By the time that there was no PCs, Internet or cell phones, the kids had just the Street and Atari to compete for their attention. The only thing that matters was trading cartridges and getting lots of video games to play. Then, with the internet, they started having access to thousands of games to play. That's when the things started to get boring.

We live in era of too much information, and our attention span (the amount of time a person can concentrate on a single activity) is getting lower. The TV is the mostly blamed for the beginning of that, 30 years ago. To show how our attention span is getting shorter, see these examples: Radio and TV advertising air time. These ads used to be 60 seconds long, and today we have even 5 seconds ads and 2 seconds blinks. They are trying to get our attention in smaller chunks.

Attention span of a goldfish

If television is to blame for being addictive and diminish our attention span, what can we say about the Internet? When we are on the Internet, our attention span is shorter because we have too many options. As a result it is pretty difficult for a web user to keep focus on one single thing; we get quickly bored and just jump to another site.

The addictive nature of the Internet and the long hours we spent on it can leave us with an attention span of nine to five seconds -a goldfish have nine.

Five seconds to make your web Sticky

The average time an online viewer spends on a page is less than 60 seconds. But, "If a website has stickiness, it will keep your attention glued to that site rather than let you click on another one as your competitor is just one click away" explains psychiatrist Pam Briggs, of Nottingham University in the UK.

How we measure that so called stickiness?

There's a method that measures where the user clicks or looks: the heatmap. feng-gui.com is free heatmap service where you upload a image, website, ad, photo and it simulates human vision during the first 5 seconds of exposure to an image. The algorithm that predicts the human eye reaches a 70% of accuracy compared with Eye and Mouse Tracking.

What are the benefits?

In plain English, it tells you "What people is looking at" and it's an invaluable tool to determine:

* Product Placements and Branding Effectiveness
* Hotspots Fixations
* Hotspots Order
* Gaze Saccades
* Which areas are being ignored

Which are features that are analyzed in the images?

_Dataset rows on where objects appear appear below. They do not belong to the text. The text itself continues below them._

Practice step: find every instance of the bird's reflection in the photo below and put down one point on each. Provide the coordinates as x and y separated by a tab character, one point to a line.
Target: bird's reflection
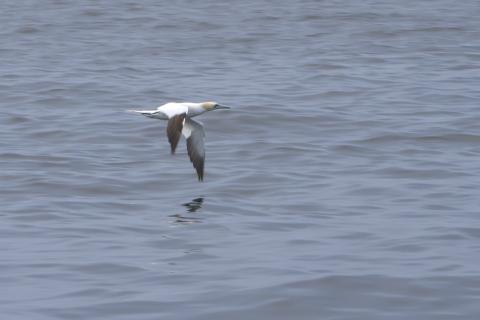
192	207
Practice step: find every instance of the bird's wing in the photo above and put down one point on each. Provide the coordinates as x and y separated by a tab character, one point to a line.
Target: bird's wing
176	113
174	130
194	133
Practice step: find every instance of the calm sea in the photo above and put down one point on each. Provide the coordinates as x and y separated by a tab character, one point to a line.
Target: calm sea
344	183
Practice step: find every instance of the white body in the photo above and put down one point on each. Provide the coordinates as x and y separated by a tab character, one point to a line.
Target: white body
179	116
170	109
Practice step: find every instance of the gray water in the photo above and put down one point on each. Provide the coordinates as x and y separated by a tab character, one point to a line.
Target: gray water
344	183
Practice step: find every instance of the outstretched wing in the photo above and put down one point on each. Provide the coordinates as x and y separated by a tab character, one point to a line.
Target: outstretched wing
174	130
176	113
194	133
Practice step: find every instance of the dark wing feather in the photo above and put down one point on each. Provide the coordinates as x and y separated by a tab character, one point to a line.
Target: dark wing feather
194	133
174	130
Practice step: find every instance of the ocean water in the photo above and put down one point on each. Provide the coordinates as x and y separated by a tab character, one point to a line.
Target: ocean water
344	183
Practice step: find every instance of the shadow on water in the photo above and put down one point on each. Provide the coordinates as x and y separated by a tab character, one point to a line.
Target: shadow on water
192	207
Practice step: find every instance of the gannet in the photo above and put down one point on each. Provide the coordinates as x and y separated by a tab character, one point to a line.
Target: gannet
179	116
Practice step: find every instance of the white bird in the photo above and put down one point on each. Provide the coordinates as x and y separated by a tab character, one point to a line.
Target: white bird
179	116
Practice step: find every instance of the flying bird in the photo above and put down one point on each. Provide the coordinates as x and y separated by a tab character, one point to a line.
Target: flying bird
179	116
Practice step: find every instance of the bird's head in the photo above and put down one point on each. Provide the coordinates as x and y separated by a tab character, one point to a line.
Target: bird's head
211	105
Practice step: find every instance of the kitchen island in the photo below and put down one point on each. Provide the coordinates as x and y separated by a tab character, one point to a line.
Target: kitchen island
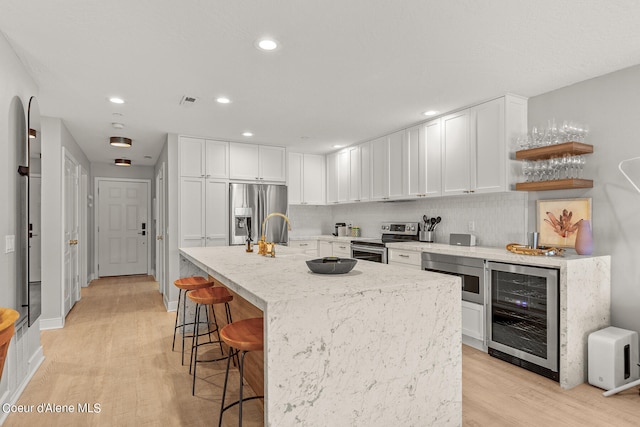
377	346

The basic features the algorithms analyze, to predict the what humans will look at, are:

* Color
* Orientation
* Density, Contrast
* Intensity
* Size, Weight
* Intersection
* Closure
* Length, Width
* Curve

The user jumps from one interesting spot to another following a hierarchy. The bigger ones, with more contrast elements will sure call our attention first, for example. And here is where it is important to determine the hierarchy of the information and translate it on the design. The primary task of graphic design is to create a strong, consistent visual hierarchy in which important elements are emphasized and content is organized logically and predictably.

Graphic design is visual information management, using the tools of page layout, typography, and illustration to lead the reader's eye through the page. Readers first see pages as large masses of shape and color, foreground elements and a background field. Secondarily they begin to pick out specific information, first from graphics if they are present, and only then do they start parsing the harder medium of text and begin to read individual words and phrases. We scan images, unconsciously looking for things that drag our attention. It means that through the use of images, shapes, colors, fonts and illustrations we guide the readers, showing them were to look and what to look first, drawing a reading flow.

How to take advantage of that?

We can make the most of it, following some design principles:

* How To Improve Direction in Your Designs at snap2objects.com
* Typographic Contrast and Flow at webdesignerwall.com
* Visual hierarchy at webstyleguide.com
* Color Theory at valcasey.com

Conclusion

In the ever increasing world of media screaming for attention, is crucial to understand how our body and mind reacts to a visual stimuli. That way we can take advantage of the primitive human impulses as well as the new behavioral scenarios that media and technology bring along.